Justice

The Powerful Reason Amandla Stenberg's Next Role Will Make An Impact

March 28th 2016

Last week, actress and activist Amandla Stenberg was cast in an important film — one of the first explicitly inspired by the Black Lives Matter movement — according to the Hollywood Reporter. Stenberg, who has spoken out about police brutality and Black Lives Matter, as well as issues like intersectional feminism and cultural appropriation on social media, will play Starr, a teenager whose unarmed best friend is shot to death by a police officer in the upcoming film "The Hate U Give."

Taking it's title from Tupac, "The Hate U Give" is an adaptation of a forthcoming young adult novel by Angela Thomas. Thomas was inspired by Black Lives Matter and the tragic story of Oscar Grant, an unarmed 22-year-old Black man who was shot to death by Oakland, California police in 2009, Variety reports. The film's central character, Starr, grew up in an impoverished neighborhood before attending a prep school in the suburbs.
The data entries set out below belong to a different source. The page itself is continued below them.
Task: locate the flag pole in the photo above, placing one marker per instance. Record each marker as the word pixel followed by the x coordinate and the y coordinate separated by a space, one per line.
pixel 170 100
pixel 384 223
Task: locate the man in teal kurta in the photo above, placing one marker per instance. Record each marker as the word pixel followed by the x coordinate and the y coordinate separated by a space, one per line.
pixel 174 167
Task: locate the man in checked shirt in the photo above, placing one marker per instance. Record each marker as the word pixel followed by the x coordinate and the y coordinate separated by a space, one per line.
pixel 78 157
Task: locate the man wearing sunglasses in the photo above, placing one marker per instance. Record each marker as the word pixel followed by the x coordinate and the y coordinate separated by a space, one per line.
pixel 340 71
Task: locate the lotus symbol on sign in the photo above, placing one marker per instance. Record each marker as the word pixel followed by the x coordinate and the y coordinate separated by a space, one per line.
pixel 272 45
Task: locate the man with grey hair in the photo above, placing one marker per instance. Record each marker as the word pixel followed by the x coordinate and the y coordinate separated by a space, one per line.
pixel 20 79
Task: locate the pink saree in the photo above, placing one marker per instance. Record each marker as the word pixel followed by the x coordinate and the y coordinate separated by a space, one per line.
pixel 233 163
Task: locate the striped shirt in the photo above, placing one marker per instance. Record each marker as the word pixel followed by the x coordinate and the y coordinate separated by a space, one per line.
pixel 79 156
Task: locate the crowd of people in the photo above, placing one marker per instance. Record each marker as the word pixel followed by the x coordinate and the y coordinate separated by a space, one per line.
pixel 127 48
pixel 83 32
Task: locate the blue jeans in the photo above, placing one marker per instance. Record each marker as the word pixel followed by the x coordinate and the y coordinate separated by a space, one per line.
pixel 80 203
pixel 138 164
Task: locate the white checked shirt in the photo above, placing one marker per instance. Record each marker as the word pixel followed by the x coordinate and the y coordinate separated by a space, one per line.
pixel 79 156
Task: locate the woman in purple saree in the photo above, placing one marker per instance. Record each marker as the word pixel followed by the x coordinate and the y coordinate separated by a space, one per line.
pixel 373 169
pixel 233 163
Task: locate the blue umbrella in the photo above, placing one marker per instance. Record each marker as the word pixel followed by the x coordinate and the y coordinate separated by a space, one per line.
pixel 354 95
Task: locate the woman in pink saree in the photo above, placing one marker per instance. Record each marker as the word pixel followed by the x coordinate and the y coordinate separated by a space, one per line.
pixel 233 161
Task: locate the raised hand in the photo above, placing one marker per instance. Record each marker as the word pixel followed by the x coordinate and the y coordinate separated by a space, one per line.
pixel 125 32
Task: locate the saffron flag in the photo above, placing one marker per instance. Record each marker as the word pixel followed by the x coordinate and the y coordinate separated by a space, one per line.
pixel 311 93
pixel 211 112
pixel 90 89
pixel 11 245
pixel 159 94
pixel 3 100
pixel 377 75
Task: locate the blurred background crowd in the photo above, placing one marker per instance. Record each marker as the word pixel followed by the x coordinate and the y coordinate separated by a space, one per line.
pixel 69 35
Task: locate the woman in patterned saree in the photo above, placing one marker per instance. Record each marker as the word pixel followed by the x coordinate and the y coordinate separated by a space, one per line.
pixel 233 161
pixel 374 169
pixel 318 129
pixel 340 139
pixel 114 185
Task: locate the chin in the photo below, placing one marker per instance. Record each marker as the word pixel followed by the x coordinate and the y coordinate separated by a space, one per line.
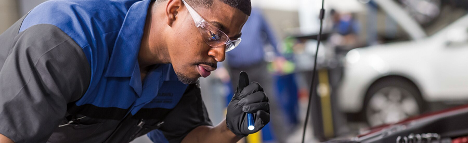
pixel 184 78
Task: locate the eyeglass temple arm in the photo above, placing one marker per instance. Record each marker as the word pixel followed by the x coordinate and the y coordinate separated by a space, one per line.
pixel 195 16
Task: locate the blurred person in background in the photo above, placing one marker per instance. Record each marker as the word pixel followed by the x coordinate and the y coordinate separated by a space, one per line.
pixel 249 56
pixel 344 32
pixel 110 71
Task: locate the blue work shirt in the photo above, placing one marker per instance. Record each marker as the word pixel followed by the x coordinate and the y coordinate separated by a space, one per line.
pixel 255 34
pixel 110 32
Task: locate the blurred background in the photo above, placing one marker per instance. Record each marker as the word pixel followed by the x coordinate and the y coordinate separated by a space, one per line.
pixel 379 62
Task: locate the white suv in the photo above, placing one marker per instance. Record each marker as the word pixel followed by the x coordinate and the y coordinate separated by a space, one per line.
pixel 389 82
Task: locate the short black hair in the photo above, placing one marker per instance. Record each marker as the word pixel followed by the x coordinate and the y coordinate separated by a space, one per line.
pixel 242 5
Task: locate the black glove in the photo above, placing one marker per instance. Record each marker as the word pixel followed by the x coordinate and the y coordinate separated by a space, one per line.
pixel 249 98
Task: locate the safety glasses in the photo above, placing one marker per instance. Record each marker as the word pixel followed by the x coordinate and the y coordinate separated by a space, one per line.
pixel 210 33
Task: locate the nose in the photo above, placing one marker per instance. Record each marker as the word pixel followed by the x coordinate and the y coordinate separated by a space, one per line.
pixel 218 53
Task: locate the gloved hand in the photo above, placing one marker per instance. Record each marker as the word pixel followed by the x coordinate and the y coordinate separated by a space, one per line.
pixel 249 98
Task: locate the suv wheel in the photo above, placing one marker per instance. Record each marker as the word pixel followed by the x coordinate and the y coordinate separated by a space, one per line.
pixel 390 101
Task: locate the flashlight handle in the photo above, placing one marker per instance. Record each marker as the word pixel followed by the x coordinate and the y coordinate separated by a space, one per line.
pixel 250 121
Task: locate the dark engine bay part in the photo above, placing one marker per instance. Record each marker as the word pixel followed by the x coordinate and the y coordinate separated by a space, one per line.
pixel 449 126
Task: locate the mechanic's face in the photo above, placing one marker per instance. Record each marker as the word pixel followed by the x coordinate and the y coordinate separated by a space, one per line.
pixel 189 46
The film chronicles her struggle to reconcile the police brutality she has witnessed with the sheltered realm of privilege she now inhabits.

Thomas tweeted enthusiastically about Stenberg's casting, as well as the selection of director George Tilman Jr., who worked on "Notorious" and "The Longest Ride."

Seventeen-year-old Stenberg, who also has directing aspirations, will be attending New York University film school in the fall of 2016.

"I feel like there’s a lack of representation for different kinds of people, and so I want to provide that. Especially focusing on stories that feature and star women of colour [sic] — that’s very important to me,” she told Dazed.

She's also said she was inspired by Spike Lee’s "Do the Right Thing" and hopes to study under Lee at NYU.

“[It was] such a society, culture changing movie," the "Hunger Games" star explained to Dazed. "It focussed [sic] on police brutality and, you know, created stories for people who are not always the most represented."

Stenberg's role was announced after Fox 2000 won a bidding war for the film last week, according to the Hollywood Reporter.

Stenberg's advocacy.

In August 2015, Stenberg's vlog on cultural appropriation, "Don't Cash Crop On My Cornrows," went viral.

She described that, while white rap stars made a huge imprint on the hip hop scene, they failed to acknowledge both the police brutality afflicting the Black community and the Black Lives Matter movement responding to the violence.

"But at the same time, police brutality against Black people came to the forefront, in an incredible movement ignited by the murders of Trayvon Martin, Michael Brown, Tamir Rice, Eric Garner and many others, people began to protest institutionalized racism by marching and by using social media," Stenberg pointed out.

As ATTN: has previously reported, other artists have brought issues facing the Black community in the pop cultural mainstream. Kendrick Lamar gave a politically charged performance about mass incarceration at this year's Grammy awards.

Beyonce also honored Black history and culture with her Super Bowl performance of "Formation."

But as Stenberg pointed out, many white celebrities who capitalize on Black music and culture have been hesitant to speak up. "As Azealia Banks observed in her tweets, white musicians who partook in hip hop culture and adopted 'Blackness,' Iggy Azalea in particular, failed to speak on the racism that comes along with Black identity," Stenberg said.

She explained that the history of Black culture's imprint on the mainstream is tied to struggle, which can make white artists adapting these traditions problematic.

"Hip hop stems from a Black struggle, it stems from jazz and blues — styles of music, which African-Americans created to retain humanity in the face of adversity, which itself stems from songs song used during slavery and to communicate and survive," she explained.

She closed her video, asking, "So I’ve been seeing this question a lot on social media and I think it’s really relevant, what would America be like if we loved Black people as much as we love Black culture?"